Finding the Best Markets to Advertise In: In this project, I'm working for an e-learning company that offers courses on programming and wants to promote these products by investing some money in advertisements. I've been tasked with finding the two best markets to advertise my client's product in.
Mobile App for Lottery Addiction: In this project, I contribute to the development of a mobile app by writing a couple of functions that are mostly focused on calculating probabilities. The app is aimed to both prevent and treat lottery addiction by helping people better estimate their chances of winning. The main goal is to practice applying probability and combinatorics (permutations and combinations) concepts in a setting that simulates a real-world scenario.
Building a Spam Filter with Naive Bayes: In this project, I build a spam filter for SMS messages using the multinomial Naive Bayes algorithm. My goal is to write a program that classifies new messages with an accuracy greater than 80% — so I expect that more than 80% of the new messages will be classified correctly as spam or ham (non-spam).
Winning Jeopardy: Imagine that you want to compete on Jeopardy (a popular TV show in the US where participants answer questions to win money), and you're looking for any way to win.

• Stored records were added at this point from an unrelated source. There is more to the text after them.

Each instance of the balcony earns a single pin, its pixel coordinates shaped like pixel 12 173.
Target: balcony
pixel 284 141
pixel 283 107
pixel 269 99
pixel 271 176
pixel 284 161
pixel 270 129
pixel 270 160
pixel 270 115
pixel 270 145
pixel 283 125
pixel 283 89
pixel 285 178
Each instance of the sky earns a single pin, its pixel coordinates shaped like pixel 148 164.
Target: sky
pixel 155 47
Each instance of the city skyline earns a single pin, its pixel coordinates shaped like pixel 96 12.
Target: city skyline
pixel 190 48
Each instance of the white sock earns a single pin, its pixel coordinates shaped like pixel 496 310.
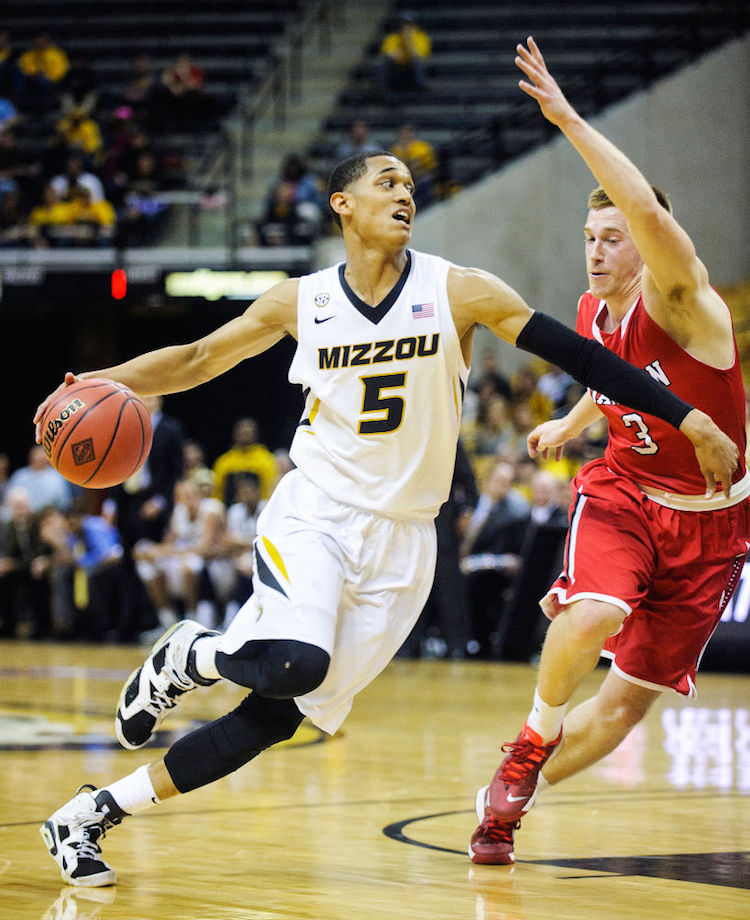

In this project, I'll be working with a dataset of Jeopardy questions to figure out some patterns in the questions that could help you win!
Predicting Car Prices: In this project, I practice using a machine learning workflow to predict a car's market price using its attributes. My primary objective here is to explore the fundamentals of machine learning using the k-nearest neighbors algorithm, while applying this algorithm to a real-world context.
Predicting House Sale Prices: In this project, I practice building intuition for model based learning, exploring how the linear regression model works, understanding how the two different approaches to model fitting work, as well as some techniques for cleaning, transforming, and selecting features. My primary aim is to explore ways to improve the prior models I have built.
Predicting Bike Rentals: Many U.S. cities have communal bike sharing stations where you can rent bicycles by the hour or day. My goal is to try to predict the total number of bikes people rented in a given hour. To accomplish this, I'll create a few different machine learning models and evaluate their performance.
Building a Handwritten Digits Classifier: In this project, I'll build models that can classify handwritten digits. My goal in doing this is to explore the effectiveness of deep, feedforward neural networks at classifying images.
Creating a Kaggle Workflow: In this project, I explore a workflow to make competing in the Kaggle Titanic competition easier, using a pipeline of functions to reduce the number of dimensions I need to focus on. By defining a workflow for myself, I hope to give myself a framework with which to make iterating on ideas quicker and easier, allowing myself to work more efficiently.